Poor rental market forces local family to consider leaving town

MELISSA SMYTHE and her children Vilita Rose, left, Malachi and Zeliscia, right, will have to say goodbye to the big backyard they have enjoyed for the past four years when they move out of their home in August.  - Kat lee PHOTO
MELISSA SMYTHE and her children Vilita Rose, left, Malachi and Zeliscia, right, will have to say goodbye to the big backyard they have enjoyed for the past four years when they move out of their home in August.
— image credit: Kat lee PHOTO

A nice house with room for her family to live in comfortably.

A big kitchen, family dinners, activities in a big back yard, and extended family over to spend time with.

That’s what 25-year-old mother of three Melissa Smythe wants, and what her family has had for the last four and a half years.

But her landlords are now selling the three-level house on the 2500 block of Molitor Street, and Smythe and her family have to be out of their home by the middle of August.

She’s looked around but can’t find anywhere to move her family.

She and her husband both work full time but can’t get a mortgage for another five years due to previous financial situations. Their children are six, five and three years old, and Smythe’s father lives in the basement and helps out with the kids.

And she’s finding there are very few places in Terrace for large families to rent.

Smythe has looked at newspapers, called housing organizations, and has even driven around town looking for rental signs. She put her name on the list for Muks Kum Ol housing last November after her landlord told her they would maybe sell the house in the spring.

Nothing has come up.

“The rental market here is terrible,” said Stacey Tyers, executive director for the Terrace Anti-Poverty Group. They’ve had clients approach them with housing problems, but Tyers says there are hardly any decent affordable rentals in town right now. People are selling and buying their own houses now, which means there are fewer rentals available.

“We’re seeing it all over town now, and it’s an increasing problem,” Tyers said. “People just can’t find anything.”

Muks Kum Ol housing is for First Nations only, and the Ksan House Society has some housing for women coming out of abusive relationships and housing for mental health clients. The society also has subsidized housing at Skeena Kalum Housing on the south side, but space is limited.

“Honestly, there’s just nothing for families, especially for working families,” Tyers said.

The executive director of the Ksan House Society agrees.

“Housing in Terrace is a huge, huge issue,” Carol Sabo said. “There’s nowhere to rent, period.”

Apartments on Kenney Street burned down a few years ago, and low-income housing on Scott Avenue has been replaced by middle-income housing now known as the Keystones.

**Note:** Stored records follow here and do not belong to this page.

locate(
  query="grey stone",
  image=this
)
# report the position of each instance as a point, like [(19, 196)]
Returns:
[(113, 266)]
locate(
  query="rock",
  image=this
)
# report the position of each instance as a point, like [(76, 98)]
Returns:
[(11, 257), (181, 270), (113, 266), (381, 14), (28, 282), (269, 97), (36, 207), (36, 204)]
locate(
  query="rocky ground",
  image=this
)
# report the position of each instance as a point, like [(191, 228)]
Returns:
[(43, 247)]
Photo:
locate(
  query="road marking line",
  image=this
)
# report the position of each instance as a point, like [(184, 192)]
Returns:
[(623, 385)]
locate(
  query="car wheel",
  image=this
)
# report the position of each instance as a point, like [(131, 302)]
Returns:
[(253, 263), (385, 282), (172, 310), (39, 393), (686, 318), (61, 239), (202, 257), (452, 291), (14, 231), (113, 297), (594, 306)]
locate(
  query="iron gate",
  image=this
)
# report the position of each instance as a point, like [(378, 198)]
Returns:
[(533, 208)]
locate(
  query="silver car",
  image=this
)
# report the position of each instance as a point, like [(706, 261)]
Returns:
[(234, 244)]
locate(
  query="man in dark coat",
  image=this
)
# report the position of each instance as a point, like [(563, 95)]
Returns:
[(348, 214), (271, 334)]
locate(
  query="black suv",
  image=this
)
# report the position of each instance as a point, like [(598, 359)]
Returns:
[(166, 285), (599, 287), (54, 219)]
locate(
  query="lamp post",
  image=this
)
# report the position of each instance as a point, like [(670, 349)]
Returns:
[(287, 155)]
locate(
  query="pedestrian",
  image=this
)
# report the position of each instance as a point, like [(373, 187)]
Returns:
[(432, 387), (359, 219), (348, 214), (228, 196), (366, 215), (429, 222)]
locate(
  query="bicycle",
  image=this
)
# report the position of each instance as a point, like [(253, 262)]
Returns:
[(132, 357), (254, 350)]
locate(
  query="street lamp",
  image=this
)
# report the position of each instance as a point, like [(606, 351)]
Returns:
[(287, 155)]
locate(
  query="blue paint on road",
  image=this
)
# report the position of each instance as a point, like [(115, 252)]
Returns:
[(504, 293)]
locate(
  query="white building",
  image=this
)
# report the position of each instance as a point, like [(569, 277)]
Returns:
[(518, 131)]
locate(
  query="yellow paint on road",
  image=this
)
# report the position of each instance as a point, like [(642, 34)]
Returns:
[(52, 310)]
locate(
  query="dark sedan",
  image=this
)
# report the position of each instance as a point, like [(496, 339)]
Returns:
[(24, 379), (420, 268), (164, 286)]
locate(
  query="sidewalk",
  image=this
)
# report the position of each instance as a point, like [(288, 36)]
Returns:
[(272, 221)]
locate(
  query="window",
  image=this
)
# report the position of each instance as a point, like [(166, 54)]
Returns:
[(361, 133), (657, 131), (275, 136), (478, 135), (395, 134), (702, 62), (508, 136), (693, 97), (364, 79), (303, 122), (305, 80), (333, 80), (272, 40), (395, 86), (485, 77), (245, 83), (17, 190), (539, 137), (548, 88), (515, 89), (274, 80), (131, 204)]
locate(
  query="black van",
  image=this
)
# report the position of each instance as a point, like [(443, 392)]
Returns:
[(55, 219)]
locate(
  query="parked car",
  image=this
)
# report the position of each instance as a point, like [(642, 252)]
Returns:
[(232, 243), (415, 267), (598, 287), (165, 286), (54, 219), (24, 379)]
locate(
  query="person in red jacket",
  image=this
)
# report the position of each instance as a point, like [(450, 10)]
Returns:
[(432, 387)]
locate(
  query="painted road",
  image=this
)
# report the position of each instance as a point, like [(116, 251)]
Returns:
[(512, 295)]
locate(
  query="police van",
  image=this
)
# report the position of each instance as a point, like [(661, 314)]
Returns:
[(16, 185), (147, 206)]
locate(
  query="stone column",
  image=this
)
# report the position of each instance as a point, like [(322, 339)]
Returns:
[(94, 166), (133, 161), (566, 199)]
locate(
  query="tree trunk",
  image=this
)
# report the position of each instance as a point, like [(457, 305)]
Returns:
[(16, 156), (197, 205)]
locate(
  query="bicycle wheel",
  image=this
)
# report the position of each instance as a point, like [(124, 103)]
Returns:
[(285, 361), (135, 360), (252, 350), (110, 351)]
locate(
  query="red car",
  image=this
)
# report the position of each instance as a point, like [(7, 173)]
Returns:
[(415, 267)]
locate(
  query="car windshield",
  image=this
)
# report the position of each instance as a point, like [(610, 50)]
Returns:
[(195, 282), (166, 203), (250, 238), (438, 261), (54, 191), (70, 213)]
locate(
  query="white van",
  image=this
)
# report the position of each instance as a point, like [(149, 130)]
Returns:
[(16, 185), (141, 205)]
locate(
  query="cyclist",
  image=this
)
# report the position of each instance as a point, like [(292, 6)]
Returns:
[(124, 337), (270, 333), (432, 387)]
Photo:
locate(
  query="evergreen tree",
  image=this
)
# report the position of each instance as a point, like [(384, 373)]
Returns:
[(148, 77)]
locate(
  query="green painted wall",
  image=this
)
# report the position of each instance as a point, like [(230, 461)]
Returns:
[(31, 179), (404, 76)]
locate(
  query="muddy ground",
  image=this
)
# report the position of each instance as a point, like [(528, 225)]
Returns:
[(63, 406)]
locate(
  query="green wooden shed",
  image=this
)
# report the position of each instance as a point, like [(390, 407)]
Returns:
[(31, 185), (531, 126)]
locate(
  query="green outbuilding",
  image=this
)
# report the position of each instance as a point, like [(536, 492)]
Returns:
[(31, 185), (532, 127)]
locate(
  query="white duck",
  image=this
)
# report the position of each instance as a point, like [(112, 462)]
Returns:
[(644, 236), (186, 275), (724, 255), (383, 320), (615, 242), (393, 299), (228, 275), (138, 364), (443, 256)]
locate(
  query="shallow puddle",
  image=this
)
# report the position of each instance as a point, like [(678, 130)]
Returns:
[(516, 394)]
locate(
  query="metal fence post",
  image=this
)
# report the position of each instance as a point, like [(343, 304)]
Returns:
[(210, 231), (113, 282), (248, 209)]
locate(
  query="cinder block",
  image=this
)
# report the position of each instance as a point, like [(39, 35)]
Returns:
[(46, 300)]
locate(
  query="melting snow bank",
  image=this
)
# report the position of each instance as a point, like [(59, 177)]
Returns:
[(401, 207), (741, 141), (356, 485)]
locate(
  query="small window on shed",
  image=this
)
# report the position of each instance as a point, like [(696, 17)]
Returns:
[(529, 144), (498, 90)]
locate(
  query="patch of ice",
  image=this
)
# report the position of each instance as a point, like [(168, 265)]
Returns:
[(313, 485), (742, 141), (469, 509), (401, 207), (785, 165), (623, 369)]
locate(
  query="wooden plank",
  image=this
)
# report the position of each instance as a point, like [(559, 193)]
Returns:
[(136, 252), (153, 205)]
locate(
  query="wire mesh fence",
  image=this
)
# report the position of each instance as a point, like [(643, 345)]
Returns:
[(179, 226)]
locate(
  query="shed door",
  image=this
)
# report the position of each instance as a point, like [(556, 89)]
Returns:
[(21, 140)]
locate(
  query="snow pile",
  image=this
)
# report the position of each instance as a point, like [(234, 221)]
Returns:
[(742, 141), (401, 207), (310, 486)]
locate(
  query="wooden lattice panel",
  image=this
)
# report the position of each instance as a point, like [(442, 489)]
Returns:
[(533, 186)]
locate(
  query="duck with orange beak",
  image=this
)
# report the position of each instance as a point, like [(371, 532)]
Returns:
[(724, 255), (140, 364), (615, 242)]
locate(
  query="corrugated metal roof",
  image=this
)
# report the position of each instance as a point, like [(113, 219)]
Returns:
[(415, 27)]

“It’s hard for tons of people, whether it’s poor or working class, or middle income, there’s just not a lot of places to rent,” Sabo said.

Sabo says the society is willing to even go so far as screening some of the potential renters for landlords who may be hesitant to rent. She’s asking landlords with empty places to give her a call.

It’s getting to the point where Sabo says women and their children are coming to the transition house because they have nowhere to live. The people would be happy to rent a place, she says, but there is nowhere to rent.

Smythe herself has considered taking her children to the women’s shelter if she can’t find a place for her family by the move-out date. Either that, or she’ll take her two youngest daughters and move in with her sister and her sister’s child in their two-bedroom apartment. Her husband will take their oldest boy and live with his family. She doesn’t know what would happen to her father.

“I can’t see us not living with him,” Smythe said of her father. That’s the worst-case scenario.

“I want to keep my family together,” she said.

Ideally, she’s looking for a four-bedroom house to rent, with space for her kids to play.

“I want something nice, where I can raise my kids in a nice home,” she said. “I want to live there long-term.”

An apartment would have no yard, a duplex would be small and cramped, and she’d have to pay for storage for their furniture. They’ve worked hard to assemble their household over the last few years, and Smythe doesn’t want to sell their belongings only to have to buy more later.

Added to that, she doesn’t want to put her kids through the trauma of constant moving.

Smythe has two friends who have moved out of town because they couldn’t find a place for their large families to live.

She may end up doing that herself. She’s visited Prince Rupert looking for a suitable home, and says she and her husband will move there if they need to. She doesn’t want to, but she can’t find accommodation for her family in town. She’ll keep looking until the bitter end, though, hoping a place comes up.

“If Terrace wants to grow,” she said, “people need places to stay.”